Xenopus laevis Ig isotypes were purified by passing fresh adult Xenopus sera over columns with monoclonal antibodies (mAb) specific for IgM, IgX, and IgY covalently coupled to Protein A columns, as described by Schneider et al. (1982). The following mAbs were used: 10A9 (IgM-specific), 4110B3 (IgX-specific), and 11D5 (IgY-specific)(36, 37). IgM and IgX were eluted with 7 mM acetic acid pH=4, and IgY was eluted with 50 mM diethylamine pH=11.5. Purified isotype fractions were immediately neutralized to pH 7.4. Isotypes were concentrated and buffer-exchanged to amphibian osmolarity PBS over size-separation spin columns (MilliporeSigma™ Amicon™ Ultra Centrifugal Filter Units (30,000 MWCO Catalogue: UFC903008). Concentrated isotypes were quantified in a Nanodrop™ 2000 and stored at −20C. IgM and IgY were used at a stock concentration of 0.1 mg/mL; IgX was used at a stock concentration of 0.3 mg/mL. All procedures and animal care were approved by the UMB IACUC committee.

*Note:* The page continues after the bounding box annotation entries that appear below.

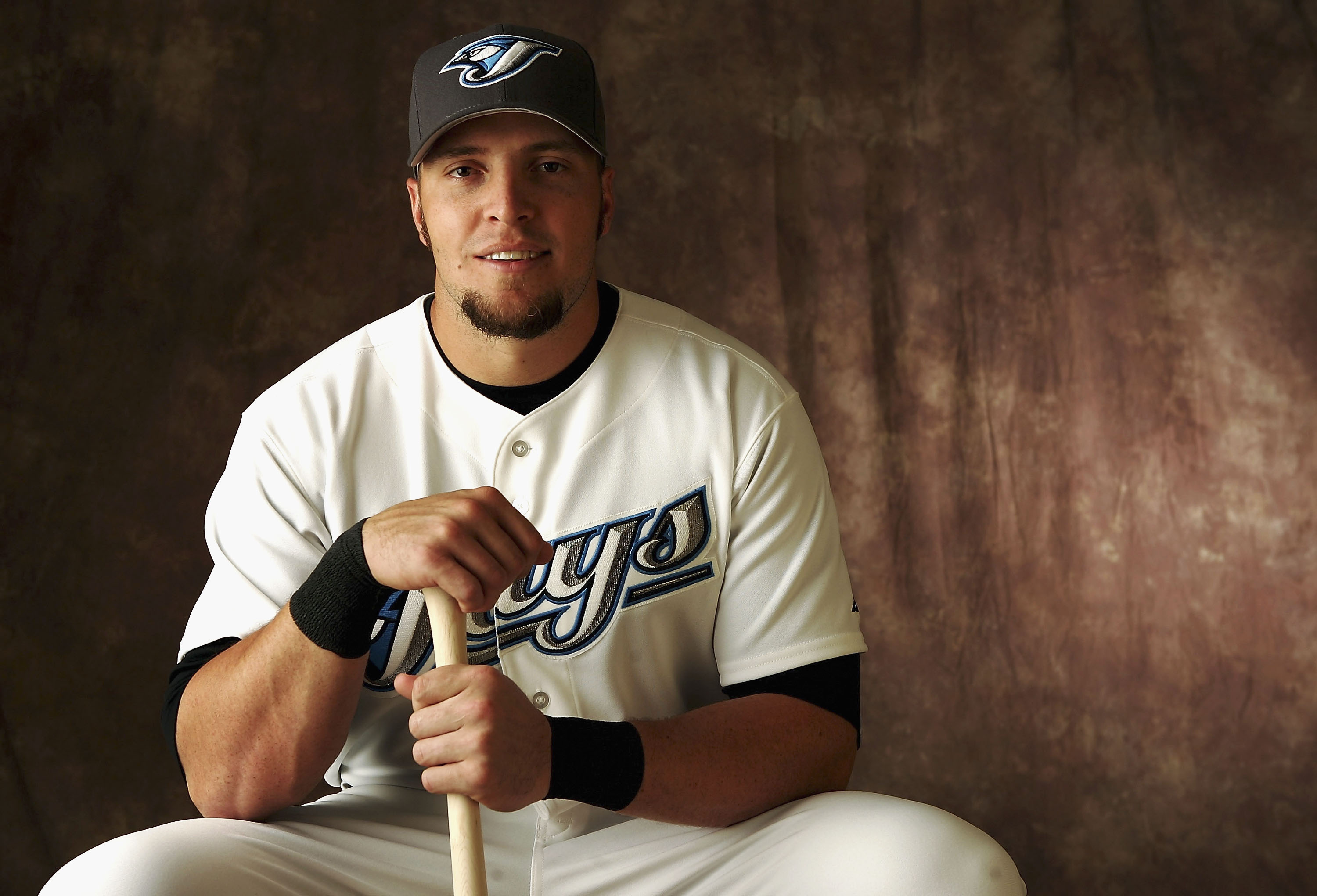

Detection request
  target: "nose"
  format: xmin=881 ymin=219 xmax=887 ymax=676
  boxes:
xmin=485 ymin=167 xmax=535 ymax=224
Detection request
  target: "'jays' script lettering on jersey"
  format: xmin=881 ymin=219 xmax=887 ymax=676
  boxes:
xmin=180 ymin=290 xmax=864 ymax=787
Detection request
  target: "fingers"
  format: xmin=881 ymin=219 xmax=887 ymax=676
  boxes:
xmin=473 ymin=486 xmax=547 ymax=576
xmin=362 ymin=486 xmax=553 ymax=613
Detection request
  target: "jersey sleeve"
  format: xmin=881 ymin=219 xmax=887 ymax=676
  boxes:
xmin=714 ymin=394 xmax=865 ymax=688
xmin=179 ymin=416 xmax=333 ymax=658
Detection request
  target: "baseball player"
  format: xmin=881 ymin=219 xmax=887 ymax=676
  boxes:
xmin=43 ymin=25 xmax=1023 ymax=896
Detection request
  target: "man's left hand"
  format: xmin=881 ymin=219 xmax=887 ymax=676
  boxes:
xmin=394 ymin=666 xmax=551 ymax=812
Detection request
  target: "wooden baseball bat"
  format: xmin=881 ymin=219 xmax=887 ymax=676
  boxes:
xmin=423 ymin=588 xmax=489 ymax=896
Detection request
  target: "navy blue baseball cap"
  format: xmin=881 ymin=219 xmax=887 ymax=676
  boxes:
xmin=407 ymin=25 xmax=607 ymax=169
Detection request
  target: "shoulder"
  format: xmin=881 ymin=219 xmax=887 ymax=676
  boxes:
xmin=234 ymin=299 xmax=425 ymax=445
xmin=618 ymin=290 xmax=795 ymax=408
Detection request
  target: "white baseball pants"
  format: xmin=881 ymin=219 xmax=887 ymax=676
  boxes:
xmin=41 ymin=785 xmax=1025 ymax=896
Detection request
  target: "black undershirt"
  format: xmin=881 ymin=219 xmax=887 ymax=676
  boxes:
xmin=425 ymin=281 xmax=622 ymax=416
xmin=161 ymin=281 xmax=860 ymax=768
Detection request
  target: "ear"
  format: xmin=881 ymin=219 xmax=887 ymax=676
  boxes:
xmin=599 ymin=166 xmax=615 ymax=236
xmin=407 ymin=178 xmax=431 ymax=249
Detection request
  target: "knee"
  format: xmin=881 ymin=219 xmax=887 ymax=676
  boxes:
xmin=41 ymin=818 xmax=273 ymax=896
xmin=774 ymin=791 xmax=1025 ymax=896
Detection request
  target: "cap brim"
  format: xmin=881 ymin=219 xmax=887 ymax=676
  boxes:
xmin=407 ymin=105 xmax=607 ymax=169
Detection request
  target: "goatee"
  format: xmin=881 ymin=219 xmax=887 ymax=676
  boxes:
xmin=453 ymin=288 xmax=566 ymax=340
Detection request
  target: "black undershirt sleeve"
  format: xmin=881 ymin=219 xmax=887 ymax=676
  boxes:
xmin=161 ymin=281 xmax=860 ymax=771
xmin=723 ymin=654 xmax=860 ymax=746
xmin=161 ymin=648 xmax=860 ymax=771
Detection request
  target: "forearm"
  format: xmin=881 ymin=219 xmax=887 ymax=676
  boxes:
xmin=175 ymin=606 xmax=366 ymax=820
xmin=623 ymin=693 xmax=855 ymax=826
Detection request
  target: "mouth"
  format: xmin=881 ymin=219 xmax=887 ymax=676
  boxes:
xmin=475 ymin=249 xmax=549 ymax=263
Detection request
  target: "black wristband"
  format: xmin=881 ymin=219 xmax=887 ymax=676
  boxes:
xmin=288 ymin=519 xmax=396 ymax=659
xmin=545 ymin=716 xmax=645 ymax=812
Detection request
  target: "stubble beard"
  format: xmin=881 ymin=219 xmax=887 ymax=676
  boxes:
xmin=420 ymin=209 xmax=603 ymax=340
xmin=441 ymin=267 xmax=590 ymax=340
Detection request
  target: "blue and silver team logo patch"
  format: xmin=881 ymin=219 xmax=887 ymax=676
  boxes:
xmin=440 ymin=34 xmax=562 ymax=87
xmin=365 ymin=486 xmax=716 ymax=691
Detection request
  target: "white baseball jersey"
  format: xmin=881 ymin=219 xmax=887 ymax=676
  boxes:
xmin=179 ymin=291 xmax=864 ymax=787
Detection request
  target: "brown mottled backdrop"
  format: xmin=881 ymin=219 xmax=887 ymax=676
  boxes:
xmin=0 ymin=0 xmax=1317 ymax=895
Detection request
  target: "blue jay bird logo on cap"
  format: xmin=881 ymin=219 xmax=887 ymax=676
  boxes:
xmin=440 ymin=34 xmax=562 ymax=87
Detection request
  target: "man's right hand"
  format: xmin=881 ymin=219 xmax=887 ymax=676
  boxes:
xmin=361 ymin=486 xmax=553 ymax=613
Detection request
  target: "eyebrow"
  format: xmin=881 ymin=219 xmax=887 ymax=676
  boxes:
xmin=427 ymin=140 xmax=585 ymax=159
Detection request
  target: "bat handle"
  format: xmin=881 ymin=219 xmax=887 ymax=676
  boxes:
xmin=423 ymin=588 xmax=489 ymax=896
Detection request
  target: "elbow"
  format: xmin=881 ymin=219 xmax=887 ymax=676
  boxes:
xmin=187 ymin=775 xmax=303 ymax=821
xmin=187 ymin=784 xmax=278 ymax=821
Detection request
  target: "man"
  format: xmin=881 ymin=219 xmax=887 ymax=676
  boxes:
xmin=46 ymin=25 xmax=1023 ymax=895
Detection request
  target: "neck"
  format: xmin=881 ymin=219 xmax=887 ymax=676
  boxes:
xmin=429 ymin=277 xmax=599 ymax=386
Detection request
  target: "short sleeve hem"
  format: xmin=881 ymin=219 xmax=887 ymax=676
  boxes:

Ectopic receptor expression and binding of Xenopus isotypes

FLAG-tagged constructs of both full-length xlPIGR, xlFCAMR, and empty P3X vector were transfected into HEK-293 cells. Cells were transfected by nucleofection using the Lonza 4D Nucleofector X-Unit. Nucleofection conditions were optimized per manufacturer protocols using the 4D-NucleofectorTM X Kit.

Intracellular staining flow cytometry confirmed expression of each construct. Cells were mechanically dissociated from tissue-culture plates, washed with FACS buffer (mammalian osmolarity PBS, 0.01% sodium azide, 2% FCS), then fixed and permeabilized with the BD™ Cytofix/Cytoperm™ reagent (Catalogue: BD 554714). 1×10⁶ cells per well were stained in 100uL 1x Cytoperm solution with 1:100 dilution of mouse anti-FLAG (Millipore Sigma F1804). Cells were washed three times with 150uL Cytoperm solution. Anti-FLAG binding was detected with a secondary stain of FITC-conjugated Goat-anti-Mouse Ig (Invitrogen Cat: # F-2761). Secondary stain was performed in with a 1:500 dilution of antibody in 100uL 1x Cytoperm solution, incubated 45 minutes on ice and protected from light, then washed as above. Construct expression was evaluated by flow cytometry on a BD™ LSR-II cytometer.

To evaluate isotype binding, receptor expressing HEK-293 cells were mechanically dissociated from culture plates. Vector-transfected cells not expressing a receptor were used as an internal negative control for isotype binding as follows: P3X vector cells were labeled with cell trace violet (CTV) per manufacturer specifications (Invitrogen™ CellTrace™ Violet Cell Proliferation Kit, Catalogue: C34571). For staining, 5×10⁵ CTV labeled P3X cells were mixed with 5×10⁵ receptor expressing cells. Cells were then incubated with varying concentrations of Xenopus isotypes on ice in FACS buffer for 45 minutes. The Ig isotypes were added to FACS buffer at volumes of 0uL (no primary control), 3ul, 10ul, and 30uL, per total volume of 100uL. Cells were then washed three times with 150uL cold FACS buffer. Isotype binding was detecting with 10A9, 4110B3, or 11D5 that had been FITC-conjugated per kit specifications (MilliporeSigma FluoroTag™ FITC Conjugation Kit Cat: FITC1–1KT). Isotype binding was evaluated by flow cytometry on a BD™ LSR-II cytometer.

Data Availability Statement

The data that support the findings of this study are available in the supplementary material of this article.